The diversity of startups that call WeWork home gives Creator’s managing editor Mark Sullivan and associate editor Cynthia Orgel an endless supply of stories to tell, from these futuristic sock makers, and this one-woman documentary film studio to this quirky but hugely time-saving app that tells WeWork Boston members the beers on tap at each floor. Sourcing the stories isn’t the challenge — it’s beating everyone else to the punch by telling them first. “We’re often the first publication writing about these people,” says Mark Sullivan, Creator’s managing editor, who architected the creative and strategic direction for Creator.

Creator gets its stories from across the WeWork community, from having ears to the ground and taking other community members' and community managers’ suggestions on whom they should profile. But the most valuable resource for the team is WeWork’s “member network”: an internal social networking platform community members use to swap advice and services, collaborate, and stay abreast of local news and events.

Creator is an extension of the member network — stories that could’ve been kept within the network are shareable among more people.”

“It’s a combination of finding the people online and meeting them in person. Their story may have been told via Kickstarter or somewhere else, but not in the way we would tell it,” says Cynthia. The team also times publishing their profiles with the opening of a new WeWork location. In some ways, Creator is reimagining how we communicate organizational change; by profiling people instead of places and offices, they’ve made it inherently human-centric.

Community at the core

At first glance, Creator’s editorial pillars might seem unusual, but when taken together they fit neatly into what WeWork stands for. In addition to member Profiles, its content falls into broad editorial categories like Cities, Innovation, How To Guides, and Work-Life Balance. The thinking behind this is to cover all the things that make WeWork’s community tick. “People like to read about how to grow their business but also about how they’re going to spend the rest of the day,” Mark explains. That’s why the magazine includes guides to eating and drinking in each of WeWork’s cities, interviews with famous entrepreneurs, and other lifestyle tidbits. If you’re a vegan entrepreneur recently moved to Tel Aviv, have no fear: these guys have you covered.
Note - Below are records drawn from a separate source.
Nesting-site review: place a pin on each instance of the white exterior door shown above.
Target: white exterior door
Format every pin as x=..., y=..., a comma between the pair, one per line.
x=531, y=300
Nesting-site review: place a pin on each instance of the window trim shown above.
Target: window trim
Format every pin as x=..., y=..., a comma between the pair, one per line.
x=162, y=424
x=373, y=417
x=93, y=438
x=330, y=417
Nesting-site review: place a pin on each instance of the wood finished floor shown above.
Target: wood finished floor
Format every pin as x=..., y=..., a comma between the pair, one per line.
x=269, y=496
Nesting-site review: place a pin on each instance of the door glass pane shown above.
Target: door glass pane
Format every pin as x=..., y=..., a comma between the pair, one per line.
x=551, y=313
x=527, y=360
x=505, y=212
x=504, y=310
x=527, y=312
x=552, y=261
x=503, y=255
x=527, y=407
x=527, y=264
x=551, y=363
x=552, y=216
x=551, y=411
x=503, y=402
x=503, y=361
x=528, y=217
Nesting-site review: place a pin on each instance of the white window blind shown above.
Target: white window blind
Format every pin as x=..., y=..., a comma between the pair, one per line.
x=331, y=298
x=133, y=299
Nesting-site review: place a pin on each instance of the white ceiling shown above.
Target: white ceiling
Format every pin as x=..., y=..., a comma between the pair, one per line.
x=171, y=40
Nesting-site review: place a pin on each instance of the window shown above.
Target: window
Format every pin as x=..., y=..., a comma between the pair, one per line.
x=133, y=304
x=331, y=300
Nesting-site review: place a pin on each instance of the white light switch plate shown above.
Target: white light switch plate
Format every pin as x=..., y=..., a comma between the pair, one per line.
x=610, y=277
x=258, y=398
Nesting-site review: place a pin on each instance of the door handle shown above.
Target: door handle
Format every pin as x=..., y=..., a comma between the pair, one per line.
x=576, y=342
So in a crowded content marketplace where online attention is scarce, how does Creator stack up? The editorial team is nimble about finding tactics to continuously engage its audience. In 2015, to combat a summer slump in site traffic, they decided to publish a profile of a woman-founded business every day in July. But success here isn’t defined just by numbers: “Knowing you’ve helped someone grow awareness of their business and personal brand, and connected them with other people — that feeling of success is more gratifying than statistics,” says Lia.
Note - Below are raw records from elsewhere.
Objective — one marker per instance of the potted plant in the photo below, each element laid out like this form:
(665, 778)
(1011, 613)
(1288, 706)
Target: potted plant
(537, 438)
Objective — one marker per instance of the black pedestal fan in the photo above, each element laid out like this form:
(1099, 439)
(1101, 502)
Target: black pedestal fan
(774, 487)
Creator is many things at once, and the folks behind the publication want to keep it that way. It’s a platform for first-time entrepreneurs to grow their brand, a content hub for everything WeWork, and a lifestyle magazine for members of the creative economy that initiatives like WeWork have spurned. And we’re pretty certain that Creator will keep having plenty of stories to tell, as the future of work starts to look more and more like WeWork’s founders envisioned. M.